PSP figures highlight rising numbers of children acting as drug couriers (and worse)
A new report has shown that children under the age of 12 are being increasingly used by criminal groups in Portugal – principally to run drugs, but also to mug and rob people of their own age.
The report by the commission that analysed juvenile delinquency states that in the first 10 months of last year the police identified 64 children under the age of 12 suspected of being part of criminal groups/ gangs – a number that has been rising since 2019, writes Lusa.
According to the Commission for the Integrated Analysis of Juvenile Delinquency and Violent Crime, the GNR identified 55 children under the age of 12 suspected of being involved in criminal groups by October last year, while the number of children between the ages of 6 and 11 identified by the PSP in the same period was nine.
Speaking to Lusa about the latest figures, Hugo Guinote, head of the Public Prevention and Proximity division of the Public Security Police, said that these children can be involved in various types of groups: “If we’re talking about a gang that is involved in drug trafficking, they often take on the role of transporting small amounts of drugs or money.“
Hugo Guinote, who was part of the commission set up by the previous government to analyse juvenile delinquency, said that there are also children under 12 who commit other crimes, namely robberies and thefts, especially “from other children of more or less the same age”, which is “worrying the police a great deal”.

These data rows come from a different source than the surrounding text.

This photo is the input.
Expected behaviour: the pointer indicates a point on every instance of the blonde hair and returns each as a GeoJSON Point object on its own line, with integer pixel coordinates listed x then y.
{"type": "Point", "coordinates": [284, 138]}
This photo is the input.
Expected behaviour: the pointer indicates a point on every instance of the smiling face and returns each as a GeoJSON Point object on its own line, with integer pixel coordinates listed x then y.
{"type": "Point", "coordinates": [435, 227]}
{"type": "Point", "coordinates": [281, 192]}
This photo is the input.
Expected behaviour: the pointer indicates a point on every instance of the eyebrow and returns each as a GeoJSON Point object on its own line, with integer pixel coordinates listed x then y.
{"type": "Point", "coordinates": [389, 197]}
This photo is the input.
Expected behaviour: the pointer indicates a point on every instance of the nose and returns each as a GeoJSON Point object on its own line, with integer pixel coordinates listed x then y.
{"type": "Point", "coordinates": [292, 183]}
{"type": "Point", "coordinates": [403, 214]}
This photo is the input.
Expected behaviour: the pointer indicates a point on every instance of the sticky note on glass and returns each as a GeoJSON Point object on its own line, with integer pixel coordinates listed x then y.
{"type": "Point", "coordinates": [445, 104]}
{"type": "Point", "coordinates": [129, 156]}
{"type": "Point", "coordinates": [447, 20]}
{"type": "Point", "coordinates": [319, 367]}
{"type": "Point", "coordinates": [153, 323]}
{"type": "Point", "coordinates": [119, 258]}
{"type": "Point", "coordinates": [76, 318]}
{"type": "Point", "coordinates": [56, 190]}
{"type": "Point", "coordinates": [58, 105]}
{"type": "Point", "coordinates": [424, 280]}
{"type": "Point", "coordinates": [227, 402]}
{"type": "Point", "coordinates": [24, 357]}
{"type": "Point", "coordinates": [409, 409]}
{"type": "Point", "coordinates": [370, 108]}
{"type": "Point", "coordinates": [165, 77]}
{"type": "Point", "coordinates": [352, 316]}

“Here we’re no longer talking about the same type of criminal organisation (as drug trafficking). We’re talking about group crime, which isn’t exactly a group with an organisational character. These kids end up being in a group committing some crimes, but they’re not a very large group,” he said.
Guinote also emphasised that some of these young people who have been referred by the police and are committing acts that qualify as crimes carry knives.
“These children are all in a situation of danger,” he said, noting that the PSP communicates the situation “immediately” to the Family and Minors court, which can decide to take custody away from the parents and place the children in social support institutions, which are mostly part of the network of the National Commission for the Promotion of the Rights and Protection of Children and Young People (CNPDPCJ).
Guinote added that, as these are children under the age of 12, the courts don’t send them to reception centres.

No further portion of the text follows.